Table of Contents | Words: Alphabetical - Frequency - Inverse - Length - Statistics | Help | IntraText Library
CONGREGATION FOR THE DOCTRINE OF THE FAITH
Donum Vitae

IntraText CT - Text

  • II INTERVENTIONS UPON HUMAN PROCREATION
    • 4. WHAT CONNECTION IS REQUIRED FROM THE MORAL POINT OF VIEW BETWEEN PROCREATION AND THE CONJUGAL ACT?
Previous - Next

Click here to show the links to concordance

4. WHAT CONNECTION IS REQUIRED FROM THE MORAL POINT OF VIEW BETWEEN PROCREATION AND THE CONJUGAL ACT?

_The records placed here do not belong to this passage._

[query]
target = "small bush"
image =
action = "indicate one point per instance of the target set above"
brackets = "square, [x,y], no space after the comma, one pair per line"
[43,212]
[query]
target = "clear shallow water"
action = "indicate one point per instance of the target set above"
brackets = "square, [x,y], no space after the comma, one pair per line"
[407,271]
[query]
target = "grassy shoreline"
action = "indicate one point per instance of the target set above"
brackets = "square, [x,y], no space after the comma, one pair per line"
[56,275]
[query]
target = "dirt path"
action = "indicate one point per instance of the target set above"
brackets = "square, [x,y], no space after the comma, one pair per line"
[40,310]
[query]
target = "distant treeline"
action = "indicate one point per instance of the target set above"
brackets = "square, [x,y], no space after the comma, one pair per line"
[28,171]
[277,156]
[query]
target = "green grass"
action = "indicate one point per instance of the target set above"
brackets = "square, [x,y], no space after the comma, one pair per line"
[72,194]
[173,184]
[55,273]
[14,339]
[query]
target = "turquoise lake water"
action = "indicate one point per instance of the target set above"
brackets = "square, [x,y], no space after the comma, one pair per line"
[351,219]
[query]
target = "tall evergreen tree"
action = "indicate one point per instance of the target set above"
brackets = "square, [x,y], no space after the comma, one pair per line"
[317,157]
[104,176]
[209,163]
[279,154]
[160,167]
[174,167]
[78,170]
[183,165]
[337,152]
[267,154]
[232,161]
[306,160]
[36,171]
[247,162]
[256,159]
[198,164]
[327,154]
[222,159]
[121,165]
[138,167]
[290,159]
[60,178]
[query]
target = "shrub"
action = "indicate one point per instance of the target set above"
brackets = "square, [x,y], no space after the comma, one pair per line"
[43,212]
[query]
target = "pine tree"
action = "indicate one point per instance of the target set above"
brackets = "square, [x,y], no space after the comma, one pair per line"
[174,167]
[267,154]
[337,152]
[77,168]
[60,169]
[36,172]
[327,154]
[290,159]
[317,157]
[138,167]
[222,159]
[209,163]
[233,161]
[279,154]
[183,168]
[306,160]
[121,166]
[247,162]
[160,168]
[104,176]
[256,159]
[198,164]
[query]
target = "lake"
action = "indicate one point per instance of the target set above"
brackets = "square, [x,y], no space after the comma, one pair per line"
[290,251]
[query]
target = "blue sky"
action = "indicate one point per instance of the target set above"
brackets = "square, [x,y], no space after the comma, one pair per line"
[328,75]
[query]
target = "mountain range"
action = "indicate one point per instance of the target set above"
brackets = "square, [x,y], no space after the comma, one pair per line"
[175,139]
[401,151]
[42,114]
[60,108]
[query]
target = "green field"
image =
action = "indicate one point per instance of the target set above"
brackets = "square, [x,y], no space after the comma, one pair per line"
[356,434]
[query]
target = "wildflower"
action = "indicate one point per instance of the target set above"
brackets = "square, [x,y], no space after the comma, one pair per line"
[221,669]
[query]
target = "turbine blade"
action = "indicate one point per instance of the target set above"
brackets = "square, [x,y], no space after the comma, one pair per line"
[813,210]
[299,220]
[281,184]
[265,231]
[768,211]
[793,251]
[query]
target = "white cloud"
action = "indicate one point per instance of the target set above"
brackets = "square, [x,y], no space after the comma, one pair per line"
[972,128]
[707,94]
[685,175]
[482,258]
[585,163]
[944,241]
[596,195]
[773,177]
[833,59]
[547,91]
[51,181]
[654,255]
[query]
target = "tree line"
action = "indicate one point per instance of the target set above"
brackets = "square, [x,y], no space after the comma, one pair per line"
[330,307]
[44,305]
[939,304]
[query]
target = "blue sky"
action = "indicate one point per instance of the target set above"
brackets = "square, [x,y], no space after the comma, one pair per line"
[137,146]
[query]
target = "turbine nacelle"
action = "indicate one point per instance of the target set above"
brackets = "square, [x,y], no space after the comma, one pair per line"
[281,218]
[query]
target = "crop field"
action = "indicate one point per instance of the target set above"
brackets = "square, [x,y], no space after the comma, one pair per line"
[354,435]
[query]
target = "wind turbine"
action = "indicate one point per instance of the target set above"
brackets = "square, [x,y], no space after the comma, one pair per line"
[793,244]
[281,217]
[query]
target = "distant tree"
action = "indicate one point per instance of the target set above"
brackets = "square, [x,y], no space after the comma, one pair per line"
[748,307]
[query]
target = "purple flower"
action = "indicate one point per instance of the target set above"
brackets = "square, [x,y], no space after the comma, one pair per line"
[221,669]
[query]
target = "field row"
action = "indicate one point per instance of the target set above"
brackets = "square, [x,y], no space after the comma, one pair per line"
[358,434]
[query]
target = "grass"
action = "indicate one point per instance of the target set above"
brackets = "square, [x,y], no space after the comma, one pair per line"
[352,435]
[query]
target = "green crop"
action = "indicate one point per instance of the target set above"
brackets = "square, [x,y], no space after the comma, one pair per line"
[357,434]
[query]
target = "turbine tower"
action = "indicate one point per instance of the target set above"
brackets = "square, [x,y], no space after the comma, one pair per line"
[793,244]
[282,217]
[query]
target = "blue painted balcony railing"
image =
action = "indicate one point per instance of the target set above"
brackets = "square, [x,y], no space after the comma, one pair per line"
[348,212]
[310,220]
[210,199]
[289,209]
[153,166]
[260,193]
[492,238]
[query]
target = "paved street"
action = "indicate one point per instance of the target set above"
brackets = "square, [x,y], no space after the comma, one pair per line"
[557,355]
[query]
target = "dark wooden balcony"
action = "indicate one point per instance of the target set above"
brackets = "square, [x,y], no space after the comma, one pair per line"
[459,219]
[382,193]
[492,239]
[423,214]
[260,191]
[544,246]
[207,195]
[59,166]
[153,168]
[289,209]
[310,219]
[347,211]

a) The Church's teaching on marriage and human procreation affirms the "inseparable connection, willed by God and unable to be broken by man on his own initiative, between the two meanings of the conjugal act: the unitive meaning and the procreative meaning. Indeed, by its intimate structure, the conjugal act, while most closely uniting husband and wife, capacitates them for the generation of new lives, according to laws inscribed in the very being of man and of woman".(38) This principle, which is based upon the nature of marriage and the intimate connection of the goods of marriage, has well-known consequences on the level of responsible fatherhood and motherhood. "By safeguarding both these essential aspects, the unitive and the procreative, the conjugal act preserves in its fullness the sense of true mutual love and its ordination towards man's exalted vocation to parenthood".(39) The same doctrine concerning the link between the meanings of the conjugal act and between the goods of marriage throws light on the moral problem of homologous artificial fertilization, since "it is never permitted to separate these different aspects to such a degree as positively to exclude either the procreative intention or the conjugal relation" (40) Contraception deliberately deprives the conjugal act of its openness to procreation and in this way brings about a voluntary dissociation of the ends of marriage. Homologous artificial fertilization, in seeking a procreation which is not the fruit of a specific act of conjugal union, objectively effects an analogous separation between the goods and the meanings of marriage. Thus, fertilization is licitly sought when it is the result of a "conjugal act which is per se suitable for the generation of children to which marriage is ordered by its nature and by which the spouses become one flesh".(41) But from the moral point of view procreation is deprived of its proper perfection when it is not desired as the fruit of the conjugal act, that is to say of the specific act of the spouses' union. 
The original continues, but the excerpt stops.